On August 29, the entire incoming college and conservatory class spent the day in Cleveland as part of a brand new orientation program that aims to raise students’ awareness of professional and service-oriented opportunities in the city.
Oberlin College President Carmen Twillie Ambar introduced the “Connect Cleveland” orientation day with the intent of connecting new students to the city and strengthening ties between Oberlin and the greater Northeast Ohio region.
The program brought together approximately 850 students, divided into cohorts and led by their Peer Advising Leaders (PAL) and ConPAL leaders, as well as faculty and Oberlin staff members. Throughout the day, they participated in a variety of service projects with more than a dozen organizations, toured cultural institutions, and engaged in workshops related to their First Year Seminar Program (FYSP) coursework.
Assistant Professor of Mathematics Lola Thompson coordinated a two-hour class at Praxis Fiber Workshop for her first year seminar, “Form and Formula: the Interplay Between Mathematics and the Arts.” Instructors taught the group how to use a wet felting technique to create three-dimensional “vessels” out of dyed sheep's wool. Thompson says the process was complex and challenging, but they each completed a felted vessel to take home.
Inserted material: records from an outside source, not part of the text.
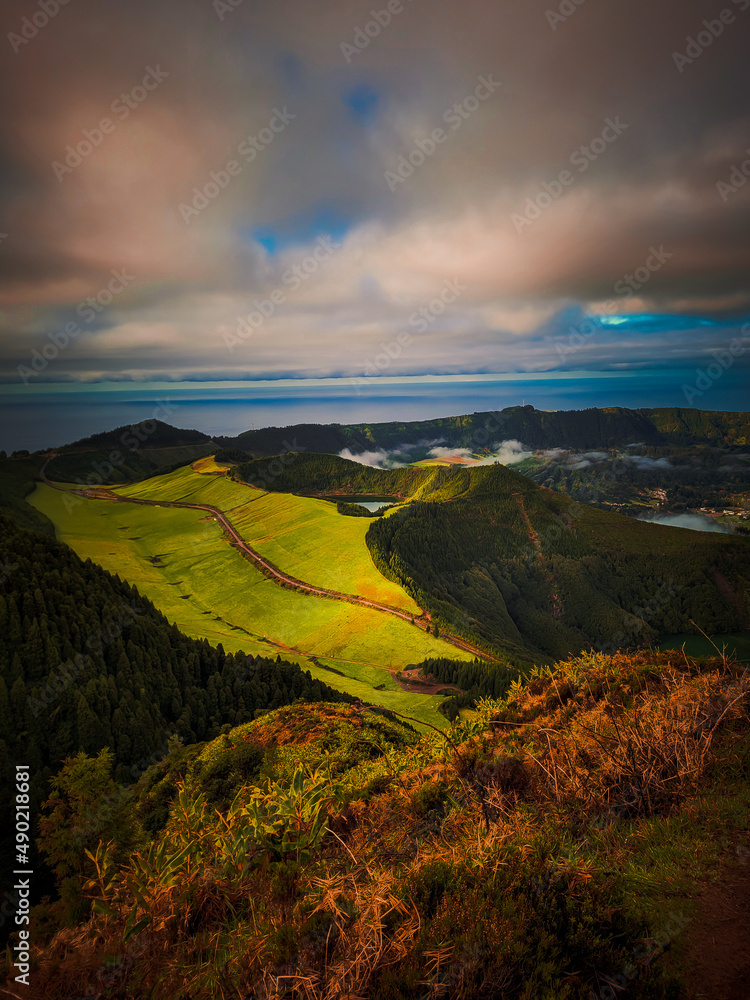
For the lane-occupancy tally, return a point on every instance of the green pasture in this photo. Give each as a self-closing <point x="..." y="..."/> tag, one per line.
<point x="304" y="537"/>
<point x="180" y="561"/>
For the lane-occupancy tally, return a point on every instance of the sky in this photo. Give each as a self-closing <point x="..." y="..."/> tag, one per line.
<point x="211" y="191"/>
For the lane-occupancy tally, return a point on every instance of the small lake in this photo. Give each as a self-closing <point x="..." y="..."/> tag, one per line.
<point x="371" y="503"/>
<point x="737" y="644"/>
<point x="695" y="522"/>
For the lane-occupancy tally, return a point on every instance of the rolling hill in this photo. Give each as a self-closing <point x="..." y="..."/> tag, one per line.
<point x="496" y="558"/>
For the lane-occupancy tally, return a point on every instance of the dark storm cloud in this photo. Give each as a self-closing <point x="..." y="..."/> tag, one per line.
<point x="358" y="100"/>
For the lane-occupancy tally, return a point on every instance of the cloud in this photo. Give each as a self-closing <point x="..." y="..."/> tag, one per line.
<point x="697" y="522"/>
<point x="524" y="293"/>
<point x="505" y="452"/>
<point x="644" y="462"/>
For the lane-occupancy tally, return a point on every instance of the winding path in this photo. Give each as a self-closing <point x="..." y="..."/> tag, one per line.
<point x="267" y="568"/>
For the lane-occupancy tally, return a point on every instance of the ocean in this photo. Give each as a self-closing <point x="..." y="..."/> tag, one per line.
<point x="49" y="415"/>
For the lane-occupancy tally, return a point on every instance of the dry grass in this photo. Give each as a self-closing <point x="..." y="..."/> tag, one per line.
<point x="623" y="737"/>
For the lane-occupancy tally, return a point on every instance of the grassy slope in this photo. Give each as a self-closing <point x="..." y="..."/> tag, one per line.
<point x="206" y="587"/>
<point x="306" y="538"/>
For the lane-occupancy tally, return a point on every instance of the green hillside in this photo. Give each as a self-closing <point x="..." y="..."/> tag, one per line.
<point x="87" y="662"/>
<point x="527" y="569"/>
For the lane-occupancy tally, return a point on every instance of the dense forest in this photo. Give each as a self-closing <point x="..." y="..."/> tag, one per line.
<point x="577" y="429"/>
<point x="88" y="663"/>
<point x="531" y="572"/>
<point x="478" y="679"/>
<point x="686" y="478"/>
<point x="328" y="475"/>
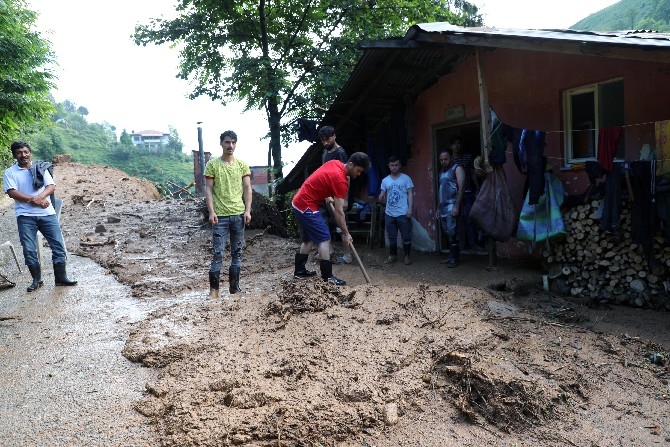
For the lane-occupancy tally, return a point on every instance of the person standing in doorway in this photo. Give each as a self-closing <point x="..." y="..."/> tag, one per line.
<point x="31" y="185"/>
<point x="228" y="197"/>
<point x="451" y="181"/>
<point x="470" y="186"/>
<point x="397" y="192"/>
<point x="330" y="181"/>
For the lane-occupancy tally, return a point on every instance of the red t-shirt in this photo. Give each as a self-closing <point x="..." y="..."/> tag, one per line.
<point x="330" y="180"/>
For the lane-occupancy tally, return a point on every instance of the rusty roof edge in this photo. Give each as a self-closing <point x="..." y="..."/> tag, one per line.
<point x="641" y="38"/>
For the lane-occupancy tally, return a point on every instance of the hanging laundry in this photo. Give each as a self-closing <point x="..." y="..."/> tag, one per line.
<point x="543" y="221"/>
<point x="533" y="144"/>
<point x="608" y="142"/>
<point x="662" y="130"/>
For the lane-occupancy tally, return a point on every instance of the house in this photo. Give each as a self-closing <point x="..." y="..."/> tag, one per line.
<point x="149" y="138"/>
<point x="408" y="96"/>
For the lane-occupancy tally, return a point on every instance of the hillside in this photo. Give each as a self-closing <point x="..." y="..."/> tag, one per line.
<point x="629" y="15"/>
<point x="423" y="355"/>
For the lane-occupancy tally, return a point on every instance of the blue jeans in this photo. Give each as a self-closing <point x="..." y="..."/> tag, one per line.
<point x="47" y="225"/>
<point x="393" y="224"/>
<point x="228" y="225"/>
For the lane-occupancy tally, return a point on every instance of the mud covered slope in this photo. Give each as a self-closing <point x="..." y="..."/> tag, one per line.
<point x="422" y="356"/>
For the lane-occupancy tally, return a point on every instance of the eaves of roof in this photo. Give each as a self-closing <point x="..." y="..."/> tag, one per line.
<point x="398" y="70"/>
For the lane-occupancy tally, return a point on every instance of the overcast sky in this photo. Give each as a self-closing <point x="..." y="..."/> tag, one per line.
<point x="135" y="88"/>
“Many of us were not aware of how much time and effort it takes to repeatedly press the layers of wool,” Thompson says. “For a while, our vessels just looked like mounds of wet, soapy wool, but they seemed to magically come together at the end. We will be making lots of mathematically inspired artwork over the course of the semester, so I was very glad that my students had the opportunity to get their hands wet, literally, during orientation.”
Peer advising leader Khalid McCalla and his cohort visited Vel’s Purple Oasis, an urban farm, where they built a flower bed, planted flowers, and weeded the garden. Vel Scott, a long-time entrepreneur and community leader, gave a presentation about her background in nutrition and the history of black women as gardeners. McCalla says he heard nothing but positive feedback from his peers.
“They found it to be really enriching in addition to it being a ton of fun and a great bonding experience,” says McCalla, a second-year from Atlanta. “I think the program was successful due to the effort that was made to link the sites with first year seminars. This allowed first-years to connect with their experience in Cleveland on a more personal level.”